【コミカライズ】宝くじに当たってセレブな街で契約結婚します!(原題:宝くじに当たってベリーヒルズビレッジの住人になります!)

「あぁ、よかった。色もデザインも、あなたにすごく似合ってるわ」

カクテルドレス姿になってサロンのような部屋に戻ってくると、華絵さんがホッとした顔で出迎えてくれた。

「さぁ、あとはヘアとメイクよ。
ところで……婚約指輪(エンゲージ)結婚指輪(マリッジ)は持ってきた?」

久城さんに言われて、あたしはあわてて通勤で使っているトートバッグからリングケースを取り出す。
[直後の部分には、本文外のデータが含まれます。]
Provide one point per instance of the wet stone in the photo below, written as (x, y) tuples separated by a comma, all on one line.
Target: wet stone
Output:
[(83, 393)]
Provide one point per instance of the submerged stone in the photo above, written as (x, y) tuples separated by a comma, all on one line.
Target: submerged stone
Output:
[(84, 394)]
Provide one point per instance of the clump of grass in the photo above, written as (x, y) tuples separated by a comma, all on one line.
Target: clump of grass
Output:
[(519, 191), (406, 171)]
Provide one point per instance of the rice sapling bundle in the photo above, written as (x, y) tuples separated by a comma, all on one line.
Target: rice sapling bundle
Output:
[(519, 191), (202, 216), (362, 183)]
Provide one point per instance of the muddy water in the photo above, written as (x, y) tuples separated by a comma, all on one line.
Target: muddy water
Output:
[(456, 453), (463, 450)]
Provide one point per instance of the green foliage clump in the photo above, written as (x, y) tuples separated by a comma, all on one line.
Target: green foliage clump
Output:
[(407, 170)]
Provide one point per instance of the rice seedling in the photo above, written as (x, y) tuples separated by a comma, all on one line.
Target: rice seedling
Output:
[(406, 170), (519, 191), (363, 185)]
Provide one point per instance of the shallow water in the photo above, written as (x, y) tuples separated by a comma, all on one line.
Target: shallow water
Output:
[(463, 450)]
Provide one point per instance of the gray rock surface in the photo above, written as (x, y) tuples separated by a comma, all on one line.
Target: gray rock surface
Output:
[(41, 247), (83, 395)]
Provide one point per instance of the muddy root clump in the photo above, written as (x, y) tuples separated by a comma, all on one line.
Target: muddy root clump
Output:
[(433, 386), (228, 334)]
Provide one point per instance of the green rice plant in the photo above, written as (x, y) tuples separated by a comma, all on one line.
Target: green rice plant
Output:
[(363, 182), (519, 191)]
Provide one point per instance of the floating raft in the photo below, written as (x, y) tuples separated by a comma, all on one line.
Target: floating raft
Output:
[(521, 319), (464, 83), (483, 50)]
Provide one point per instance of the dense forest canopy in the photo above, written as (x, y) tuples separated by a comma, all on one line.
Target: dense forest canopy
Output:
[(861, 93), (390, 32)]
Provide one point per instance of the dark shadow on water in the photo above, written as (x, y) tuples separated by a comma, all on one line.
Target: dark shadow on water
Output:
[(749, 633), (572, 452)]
ぱかり、と蓋を開けると我がJubileeが誇るVincula()が現れて、室内の照明の光を集めてキラキラと輝き出した。

「あら、素敵。礼子さんのデザインなのね?」

華絵さんが覗き込んで歓声をあげる。

「よく言うわね。……自分は裏切って、カル◯ィエにしたくせに」

久城さんが華絵さんをぎろり、と睨む。
華絵さんの左手薬指には、1895のエンゲージとマリッジがあった。

「だって、大貴(ひろき)がサプライズでくれたんだもん。
……それにしても、すっごく質の良さそうなダイヤねぇ」

「ふん、もうすぐ高校生になろうかという息子がいるのに、なぁにが『大貴』よっ」

——ええっ、華絵さんにはそんな大きなお子さんがいるの⁉︎

どう見ても三〇歳前後にしか見えないので、びっくりする。

「作家の神宮寺(じんぐうじ) タケルが婚約者に贈るエンゲージのために、鮫島社長がわざわざムンバイまで行って買い付けてきたダイヤの一つなのよ。
香港人のバイヤーと競り合って、なんとかぶん取ってきたらしいわ」

ムッとした顔をしながらも、華絵さんに説明していたが、

「さぁ……ヘアサロンへ行くわよ」

久城さんがソファから腰を上げた。